CHARACTERIZATION OF ISOTHIOCYANATES, THIOUREAS, AND OTHER LYSINE ADDUCTION PRODUCTS IN CARBON DISULFIDE-TREATED PEPTIDES AND PROTEIN

Carbon disulfide (CS2) is an industrial solvent used in rayon production and as an organic synthetic precursor. It is also a member of the class of neuropathy-inducing xenobiotics known as the "neurofilament (NF) neurotoxicants". Current hypotheses propose direct reaction of CS2 with NF lysine epsilon-amine moieties as a step in the mechanism of this neuropathy. In this study, covalent CS2 binding in a lysine-containing dipeptide and in bovine serum albumin (BSA) in vitro was characterized. Dipeptide and BSA, incubated with (CS2)-C-14, exhibited stable incorporation of radioactivity after removal of unbound CS2 and reincubation in physiological buffer for up to 10 days. In contrast, free thiol levels decreased from a maximum immediately following CS2 exposure to near-base-line levels after 10 days, consistent with time-dependent conversion of initially formed N-substituted dithiocarbamate adducts into secondary products. HPLC/thermospray-MS and HPLC/UV photodiode-array analysis of CS2-dipeptide adducts confirmed dithiocarbamate formation and demonstrated their conversion into N-alkylisothiocyanates and, ultimately, N,N'-disubstituted thioureas and ureas. The results of UV spectrophotometry of CS2-treated BSA were also consistent with loss of dithiocarbamate and appearance of thioureas. Similar time-dependent formation of these products, in addition to N,N-disubstituted thiuram disulfides, was demonstrated in CS2-treated BSA by means of C-13-NMR spectroscopy. SDS-PAGE analysis of adducted protein revealed a discrete, higher mobility band, likely representing a specific intramolecular cross-link. In contrast, no evidence for intermolecular protein cross-linking was obtained.

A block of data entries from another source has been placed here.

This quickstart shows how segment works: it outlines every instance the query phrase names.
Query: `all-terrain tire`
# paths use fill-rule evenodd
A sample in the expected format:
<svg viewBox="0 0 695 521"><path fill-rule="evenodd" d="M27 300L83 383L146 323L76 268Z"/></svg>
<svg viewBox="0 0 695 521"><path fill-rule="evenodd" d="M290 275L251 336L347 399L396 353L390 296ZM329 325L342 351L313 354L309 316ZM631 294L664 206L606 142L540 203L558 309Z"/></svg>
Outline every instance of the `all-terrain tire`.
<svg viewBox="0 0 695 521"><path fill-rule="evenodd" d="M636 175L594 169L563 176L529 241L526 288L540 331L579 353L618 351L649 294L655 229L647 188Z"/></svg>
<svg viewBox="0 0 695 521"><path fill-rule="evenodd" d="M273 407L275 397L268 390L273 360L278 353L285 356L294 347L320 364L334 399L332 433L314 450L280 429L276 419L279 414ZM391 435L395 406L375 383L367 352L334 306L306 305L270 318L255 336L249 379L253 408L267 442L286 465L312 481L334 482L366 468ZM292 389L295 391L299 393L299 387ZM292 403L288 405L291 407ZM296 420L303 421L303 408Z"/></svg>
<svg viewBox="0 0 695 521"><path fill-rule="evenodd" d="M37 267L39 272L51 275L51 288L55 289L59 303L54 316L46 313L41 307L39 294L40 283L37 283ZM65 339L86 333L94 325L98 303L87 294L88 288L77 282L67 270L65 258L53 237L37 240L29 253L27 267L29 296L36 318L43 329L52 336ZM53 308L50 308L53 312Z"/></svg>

Identical results were obtained with cysteinyl-blocked BSA, indicating the lack of formation of NS-dialkyldithiocarbamate (dithiourethane) cross-links in these preparations. These findings clarify many chemical aspects of covalent CS2/polypeptide interaction and provide unequivocal evidence for the formation of protein-bound isothiocyanate adducts. A comprehensive direct reaction scheme for this neurotoxicant under physiological conditions is proposed.